Uma escola num bairro nobre da capital soteropolitana resolve homenagear os negros fazendo uma grande festividade no dia 13 de maio. Alguns fizeram paródias, outros seminários, alguns fizeram poesias e outros peças de teatro, mas nem tudo ficou muito claro, porque havia poucos alunos que poderiam fazer o papel dos escravos. Na verdade, tudo ficou muito claro.

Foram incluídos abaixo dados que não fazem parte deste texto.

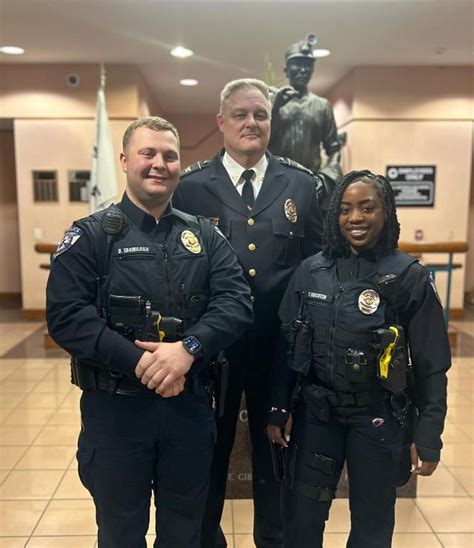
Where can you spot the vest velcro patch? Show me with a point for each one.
(135, 250)
(318, 296)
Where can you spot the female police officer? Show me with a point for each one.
(364, 338)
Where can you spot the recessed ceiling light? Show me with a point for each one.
(321, 52)
(181, 52)
(12, 50)
(188, 82)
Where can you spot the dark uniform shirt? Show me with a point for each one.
(422, 318)
(151, 260)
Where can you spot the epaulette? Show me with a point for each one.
(291, 163)
(195, 167)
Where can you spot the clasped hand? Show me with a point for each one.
(163, 367)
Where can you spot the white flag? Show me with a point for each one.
(103, 185)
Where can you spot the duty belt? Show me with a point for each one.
(342, 399)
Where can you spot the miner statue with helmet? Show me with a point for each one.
(302, 121)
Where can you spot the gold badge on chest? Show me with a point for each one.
(290, 210)
(190, 241)
(369, 301)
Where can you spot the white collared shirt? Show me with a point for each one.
(235, 171)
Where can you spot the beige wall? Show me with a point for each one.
(200, 137)
(52, 145)
(41, 91)
(9, 239)
(415, 116)
(392, 115)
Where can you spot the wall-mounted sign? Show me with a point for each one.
(413, 186)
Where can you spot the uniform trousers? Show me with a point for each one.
(377, 455)
(130, 447)
(250, 362)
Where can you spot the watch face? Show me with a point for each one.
(192, 344)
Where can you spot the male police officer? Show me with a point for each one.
(302, 121)
(145, 414)
(268, 209)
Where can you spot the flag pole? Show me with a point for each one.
(103, 184)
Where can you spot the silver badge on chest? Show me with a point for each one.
(369, 301)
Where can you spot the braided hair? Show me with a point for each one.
(334, 245)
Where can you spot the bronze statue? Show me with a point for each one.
(303, 121)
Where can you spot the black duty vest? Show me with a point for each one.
(344, 316)
(173, 277)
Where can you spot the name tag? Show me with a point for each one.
(134, 250)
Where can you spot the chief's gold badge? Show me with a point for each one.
(190, 241)
(369, 301)
(290, 210)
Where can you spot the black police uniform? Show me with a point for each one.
(283, 227)
(342, 412)
(132, 440)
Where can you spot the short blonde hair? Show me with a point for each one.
(248, 83)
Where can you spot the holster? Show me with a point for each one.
(396, 380)
(82, 376)
(317, 401)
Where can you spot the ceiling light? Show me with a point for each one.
(188, 82)
(12, 50)
(181, 52)
(321, 52)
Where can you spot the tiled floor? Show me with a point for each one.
(43, 503)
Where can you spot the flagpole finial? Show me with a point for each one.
(102, 76)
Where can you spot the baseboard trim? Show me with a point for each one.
(457, 313)
(10, 296)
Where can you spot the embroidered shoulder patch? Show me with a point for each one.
(71, 236)
(218, 230)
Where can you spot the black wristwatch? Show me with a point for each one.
(192, 345)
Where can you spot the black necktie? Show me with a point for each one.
(247, 190)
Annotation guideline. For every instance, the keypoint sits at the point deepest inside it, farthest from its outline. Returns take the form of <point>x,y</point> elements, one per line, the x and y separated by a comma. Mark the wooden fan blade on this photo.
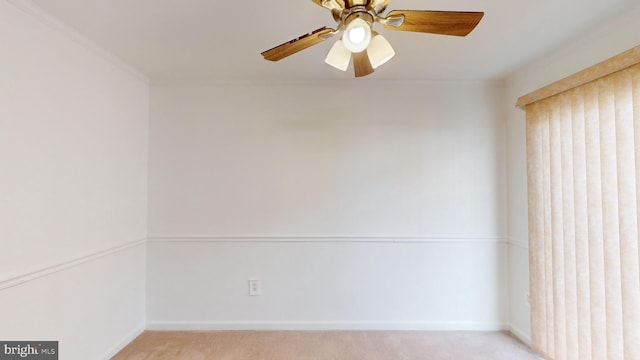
<point>361,64</point>
<point>298,44</point>
<point>457,23</point>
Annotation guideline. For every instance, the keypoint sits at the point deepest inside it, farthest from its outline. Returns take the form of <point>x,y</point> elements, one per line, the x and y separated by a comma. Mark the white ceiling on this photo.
<point>212,40</point>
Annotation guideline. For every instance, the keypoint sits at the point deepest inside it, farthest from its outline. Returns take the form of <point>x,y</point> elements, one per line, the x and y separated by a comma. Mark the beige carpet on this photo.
<point>325,345</point>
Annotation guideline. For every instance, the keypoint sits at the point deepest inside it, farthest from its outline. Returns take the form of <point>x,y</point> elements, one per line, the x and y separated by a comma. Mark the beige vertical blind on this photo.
<point>583,154</point>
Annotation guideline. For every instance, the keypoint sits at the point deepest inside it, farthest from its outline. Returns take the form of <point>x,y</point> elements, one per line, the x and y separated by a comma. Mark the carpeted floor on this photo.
<point>325,345</point>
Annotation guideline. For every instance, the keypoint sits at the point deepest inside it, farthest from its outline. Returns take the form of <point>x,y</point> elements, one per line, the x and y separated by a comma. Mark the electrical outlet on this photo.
<point>254,287</point>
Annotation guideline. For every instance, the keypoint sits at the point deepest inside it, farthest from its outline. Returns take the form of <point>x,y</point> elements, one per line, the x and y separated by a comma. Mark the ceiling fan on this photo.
<point>369,49</point>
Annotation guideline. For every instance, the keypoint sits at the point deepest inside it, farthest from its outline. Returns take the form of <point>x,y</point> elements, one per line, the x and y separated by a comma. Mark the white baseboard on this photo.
<point>123,342</point>
<point>323,325</point>
<point>521,335</point>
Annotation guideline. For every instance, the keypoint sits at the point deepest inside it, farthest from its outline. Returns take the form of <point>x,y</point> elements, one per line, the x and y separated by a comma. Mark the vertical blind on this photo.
<point>583,160</point>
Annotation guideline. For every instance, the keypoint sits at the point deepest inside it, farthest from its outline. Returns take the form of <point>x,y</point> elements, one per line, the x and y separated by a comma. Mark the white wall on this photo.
<point>358,205</point>
<point>617,36</point>
<point>73,163</point>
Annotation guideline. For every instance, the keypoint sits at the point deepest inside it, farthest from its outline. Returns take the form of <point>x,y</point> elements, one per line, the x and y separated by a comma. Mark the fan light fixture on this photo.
<point>380,51</point>
<point>359,42</point>
<point>339,56</point>
<point>357,35</point>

A ideia da diretora era utilizar o 20 de novembro, mas já era perto das provas finais e mexer no calendário dava muito trabalho, era melhor fazer em maio. Como há dois meses no ano que os negros são lembrados, ignorar um não parecia algo tão errado. Assim foi feito, depois do intervalo todos os alunos ocuparam a quadra, não a principal, onde acontecia os jogos com clima de estádio, ocuparam a que ficava no andar de baixo.
As apresentações traziam textos de Conceição Evaristo, Luiz Gama, Martin Luther King, todos com papel nas mãos e lendo uma leitura impecável, a pontuação estava na ponta da língua…e só. A cada final, aplausos empolgados, até daqueles que nem tinham escutado, pois o celular mostrava alguma foto que não era do (inst)agrado. Trabalho bem feito, alunos conscientes vão poder voltar para casa sabendo a importância do papel que a Princesa Isabel desempenhou para libertar nossos “irmãos”.
“E por fim, chegou o dia da abolição!!!!!!”, gritou o professor de história, já vermelho do sol no rosto desde as 9 horas. O relógio já apontava meio-dia e todos queriam ir embora. Mas, um jovem calado levantou a mão, para desagrado dos mais apressados.
“Posso ler minha poesia?”
“Mas o evento já acabou.”
“Por favor”. Seria muita incoerência negar o pedido de quem, naquela manhã, deveria ser a principal referência.
“O palco é seu.” Ele caminhou lentamente, tirou um papel amassado do bolso e começou:
“E lá vai o menino indo pra escola
Pega o ônibus e seu motorista negro
Pega o troco com o cobrador negro
Passa pelo porteiro negro
E no quadro negro
O professor branco fala sobre escravidão
Comemora a abolição
E diz que isso, hoje, não existe, não.”
Silêncio. Nem aplausos, nem vaia, só silêncio. O silêncio tão alto quanto o grito dos desabrigados que ocuparam morros e até hoje seus descendentes olham a vida pelo “alto”. Silêncio tão alto quanto o pedido desesperado para convencer o PM, a justiça, o estado de que não se é o verdadeiro culpado. Silêncio tão alto quanto os quadris, cabelos, narizes, vozes, lábios. Silêncio tão alto quanto o grito de quem já nasceu com um alvo. Silêncio… e só.